Third Quarter 2022 Financial Highlights
Net revenue of $1,020.9 million, up 14.5% compared to $891.9 million in the third quarter of 2021
Gross profit of $218.0 million, or 21.4% of net revenue, up 7.4% compared to $203.0 million, or 22.8% of net revenue, in the third quarter of 2021
Net income of $38.8 million, or $0.21 per share, compared to net income of $35.5 million, or $0.20 per share, in the third quarter of 2021
Adjusted EBITDA of $85.6 million, or 8.4% of net revenue, up 9.8% compared to $78.0 million, or 8.7% of net revenue, in the third quarter of 2021
Cash flow from operations of $87.0 million compared to $51.2 million in the third quarter of 2021
Cash balances were $255.5 million at the end of the third quarter
Completed the acquisition of Rochester Home Infusion, Inc. for $27.4 million, financed through cash balances on hand

John C. Rademacher, Chief Executive Officer, commented, “The Option Care Health team continued to execute on our commitment to delivering extraordinary care to our patients. Our focus on quality patient care, as well as our investments for future growth, have allowed us to capitalize on dynamic market opportunities and deliver solid financial results in the third quarter, despite an ongoing challenging inflationary environment.”

Full Year 2022 Guidance
For the full year 2022, Option Care Health is revising its guidance and now expects to generate:
Net Revenue of $3.90 billion to $3.95 billion
Adjusted EBITDA of $336 million to $341 million
Cash Flow from Operations of at least $250 million

Conference Call
Option Care Health will host a conference call to discuss its third quarter 2022 financial results later today at 8:30 a.m.
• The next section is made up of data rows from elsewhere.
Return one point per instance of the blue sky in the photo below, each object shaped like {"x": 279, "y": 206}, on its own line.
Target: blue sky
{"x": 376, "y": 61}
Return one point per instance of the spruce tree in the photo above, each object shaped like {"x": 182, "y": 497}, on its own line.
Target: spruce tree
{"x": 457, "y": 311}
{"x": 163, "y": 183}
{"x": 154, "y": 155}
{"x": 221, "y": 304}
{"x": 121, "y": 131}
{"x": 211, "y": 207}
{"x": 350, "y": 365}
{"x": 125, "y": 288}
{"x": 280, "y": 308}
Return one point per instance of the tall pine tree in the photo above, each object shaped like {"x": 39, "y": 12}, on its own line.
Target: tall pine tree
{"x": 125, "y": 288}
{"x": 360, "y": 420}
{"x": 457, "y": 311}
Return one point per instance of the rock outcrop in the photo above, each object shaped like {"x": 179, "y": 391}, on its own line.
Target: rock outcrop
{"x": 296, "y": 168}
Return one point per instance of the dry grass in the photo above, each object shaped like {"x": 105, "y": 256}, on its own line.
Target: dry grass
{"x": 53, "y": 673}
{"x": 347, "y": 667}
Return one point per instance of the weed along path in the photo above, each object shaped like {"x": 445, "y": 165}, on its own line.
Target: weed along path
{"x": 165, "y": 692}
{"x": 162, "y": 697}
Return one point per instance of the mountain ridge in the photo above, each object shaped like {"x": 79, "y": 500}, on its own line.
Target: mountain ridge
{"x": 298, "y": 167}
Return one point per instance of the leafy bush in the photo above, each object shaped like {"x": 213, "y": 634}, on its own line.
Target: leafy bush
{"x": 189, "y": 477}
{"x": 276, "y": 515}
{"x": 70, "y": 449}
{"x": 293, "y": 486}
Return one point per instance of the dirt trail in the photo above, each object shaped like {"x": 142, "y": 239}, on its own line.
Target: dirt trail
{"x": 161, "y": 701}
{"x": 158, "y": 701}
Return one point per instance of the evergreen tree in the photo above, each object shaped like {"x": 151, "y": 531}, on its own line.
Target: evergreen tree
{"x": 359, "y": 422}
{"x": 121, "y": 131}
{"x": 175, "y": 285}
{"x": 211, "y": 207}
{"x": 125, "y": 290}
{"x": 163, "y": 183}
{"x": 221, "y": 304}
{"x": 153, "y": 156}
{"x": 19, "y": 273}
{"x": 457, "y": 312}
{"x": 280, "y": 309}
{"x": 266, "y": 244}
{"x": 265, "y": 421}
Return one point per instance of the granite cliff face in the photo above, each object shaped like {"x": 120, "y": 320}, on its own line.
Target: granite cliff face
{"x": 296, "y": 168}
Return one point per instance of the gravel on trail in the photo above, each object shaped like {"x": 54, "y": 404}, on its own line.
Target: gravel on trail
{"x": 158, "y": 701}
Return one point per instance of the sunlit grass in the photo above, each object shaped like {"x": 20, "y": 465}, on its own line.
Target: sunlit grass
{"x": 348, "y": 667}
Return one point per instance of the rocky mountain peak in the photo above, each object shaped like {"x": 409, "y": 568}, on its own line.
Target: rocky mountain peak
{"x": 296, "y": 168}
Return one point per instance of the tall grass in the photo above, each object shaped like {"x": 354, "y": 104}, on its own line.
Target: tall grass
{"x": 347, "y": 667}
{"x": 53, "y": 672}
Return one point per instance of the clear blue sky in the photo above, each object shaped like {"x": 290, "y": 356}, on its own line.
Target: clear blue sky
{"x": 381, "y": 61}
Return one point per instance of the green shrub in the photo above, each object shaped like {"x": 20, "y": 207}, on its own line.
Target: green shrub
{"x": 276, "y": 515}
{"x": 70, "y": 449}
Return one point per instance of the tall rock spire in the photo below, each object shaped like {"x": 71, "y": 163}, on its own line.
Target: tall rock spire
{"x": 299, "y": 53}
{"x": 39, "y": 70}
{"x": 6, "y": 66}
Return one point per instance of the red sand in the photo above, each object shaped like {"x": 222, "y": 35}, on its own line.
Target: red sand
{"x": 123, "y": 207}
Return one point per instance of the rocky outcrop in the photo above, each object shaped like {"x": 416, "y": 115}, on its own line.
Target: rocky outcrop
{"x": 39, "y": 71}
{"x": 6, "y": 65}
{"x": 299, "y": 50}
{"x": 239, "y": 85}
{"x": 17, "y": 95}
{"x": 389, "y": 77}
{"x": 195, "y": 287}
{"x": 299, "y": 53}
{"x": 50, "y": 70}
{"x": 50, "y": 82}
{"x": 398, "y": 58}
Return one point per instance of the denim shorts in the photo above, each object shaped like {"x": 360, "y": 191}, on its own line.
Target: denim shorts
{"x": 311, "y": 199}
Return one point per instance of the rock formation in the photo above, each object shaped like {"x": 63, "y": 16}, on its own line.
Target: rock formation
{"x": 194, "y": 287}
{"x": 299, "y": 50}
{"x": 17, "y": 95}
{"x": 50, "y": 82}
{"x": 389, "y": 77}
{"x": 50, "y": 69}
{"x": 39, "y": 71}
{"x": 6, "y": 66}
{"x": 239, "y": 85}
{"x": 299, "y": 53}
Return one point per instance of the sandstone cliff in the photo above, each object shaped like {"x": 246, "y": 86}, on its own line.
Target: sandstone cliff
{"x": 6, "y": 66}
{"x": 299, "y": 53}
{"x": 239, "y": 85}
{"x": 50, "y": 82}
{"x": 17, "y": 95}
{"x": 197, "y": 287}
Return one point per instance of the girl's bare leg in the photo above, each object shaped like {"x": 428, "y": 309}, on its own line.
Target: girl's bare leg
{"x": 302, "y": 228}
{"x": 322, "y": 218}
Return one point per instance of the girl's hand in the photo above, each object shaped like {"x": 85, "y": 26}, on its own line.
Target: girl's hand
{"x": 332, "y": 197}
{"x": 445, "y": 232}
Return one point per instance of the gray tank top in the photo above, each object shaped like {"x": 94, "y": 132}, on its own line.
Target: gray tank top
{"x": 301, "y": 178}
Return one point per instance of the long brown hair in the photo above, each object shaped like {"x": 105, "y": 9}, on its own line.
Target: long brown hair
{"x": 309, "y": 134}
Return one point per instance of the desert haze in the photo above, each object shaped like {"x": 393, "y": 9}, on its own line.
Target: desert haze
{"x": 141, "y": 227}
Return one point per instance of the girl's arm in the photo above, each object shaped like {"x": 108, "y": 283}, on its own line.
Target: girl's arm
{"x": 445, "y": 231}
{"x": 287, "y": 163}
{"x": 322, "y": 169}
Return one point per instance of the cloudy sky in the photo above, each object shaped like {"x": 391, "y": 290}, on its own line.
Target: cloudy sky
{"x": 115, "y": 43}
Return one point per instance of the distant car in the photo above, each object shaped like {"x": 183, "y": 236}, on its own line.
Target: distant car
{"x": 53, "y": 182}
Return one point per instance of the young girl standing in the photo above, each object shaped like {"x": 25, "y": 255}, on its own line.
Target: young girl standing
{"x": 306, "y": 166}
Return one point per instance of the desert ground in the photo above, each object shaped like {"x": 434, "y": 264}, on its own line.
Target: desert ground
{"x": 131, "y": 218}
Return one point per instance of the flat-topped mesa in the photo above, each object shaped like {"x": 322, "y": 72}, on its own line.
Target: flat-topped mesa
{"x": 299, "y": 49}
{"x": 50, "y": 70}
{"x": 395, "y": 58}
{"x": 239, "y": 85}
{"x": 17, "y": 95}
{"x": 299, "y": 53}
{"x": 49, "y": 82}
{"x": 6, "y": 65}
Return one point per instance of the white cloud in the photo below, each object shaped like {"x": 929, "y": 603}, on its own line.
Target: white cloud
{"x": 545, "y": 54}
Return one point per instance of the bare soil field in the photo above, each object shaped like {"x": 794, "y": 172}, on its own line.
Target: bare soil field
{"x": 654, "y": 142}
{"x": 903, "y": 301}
EDT. The conference call can be accessed via a live audio webcast that will be available online at https://investors.optioncarehealth.com. A replay of the call will be available via webcast for on-demand listening shortly after the completion of the call, at the same web link, and will remain available for approximately 90 days.





About Option Care Health
Option Care Health is the nation’s largest independent provider of home and alternate site infusion services. With over 7,500 team members including more than 4,500 clinicians, we work compassionately to elevate standards of care for patients with acute and chronic conditions in all 50 states. Through our clinical leadership, expertise and national scale, Option Care Health is reimagining the infusion care experience for patients, customers and team members. To learn more, please visit our website at OptionCareHealth.com.
Investor Contacts
Mike ShapiroBob East, Asher Dewhurst, Jordan Kohnstam
Chief Financial OfficerWestwicke
T: (312) 940-2538T: (413) 213-0500
mike.shapiro@optioncare.comoptioncarehealth@westwicke.com
Forward-Looking Statements - Safe Harbor
This press release may contain “forward-looking statements” within the meaning of the safe harbor provisions of the U.S. Private Securities Litigation Reform Act of 1995, including, without limitation, statements concerning our full year 2022 guidance and our expectations regarding industry and macroeconomic trends and our operating performance. Forward-looking statements can be identified by words such as: “anticipate,” “intend,” “plan,” “believe,” “project,” “estimate,” “expect,” “may,” “should,” “will” and similar references to future periods.
Forward-looking statements are neither historical facts nor assurances of future performance. Instead, they are based only on our current beliefs, expectations and assumptions regarding the future of our business, future plans and strategies, projections, anticipated events and trends, the economy and other future conditions. Because forward-looking statements relate to the future, they are subject to inherent uncertainties, risks and changes in circumstances that are difficult to predict and many of which are outside of our control. Our actual results and financial condition may differ materially from those indicated in the forward-looking statements. Important factors that could cause our actual results and financial condition to differ materially from those indicated in the forward-looking statements include, among others, the following: (i) changes in laws and regulations applicable to our business model; (ii) changes in market conditions and receptivity to our services and offerings; (iii) results of litigation; and (iv) the loss of one or more key payers. For a detailed discussion of the risk factors that could affect our actual results, please refer to the risk factors identified in our most recent Annual Report on Form 10-K as filed with the SEC.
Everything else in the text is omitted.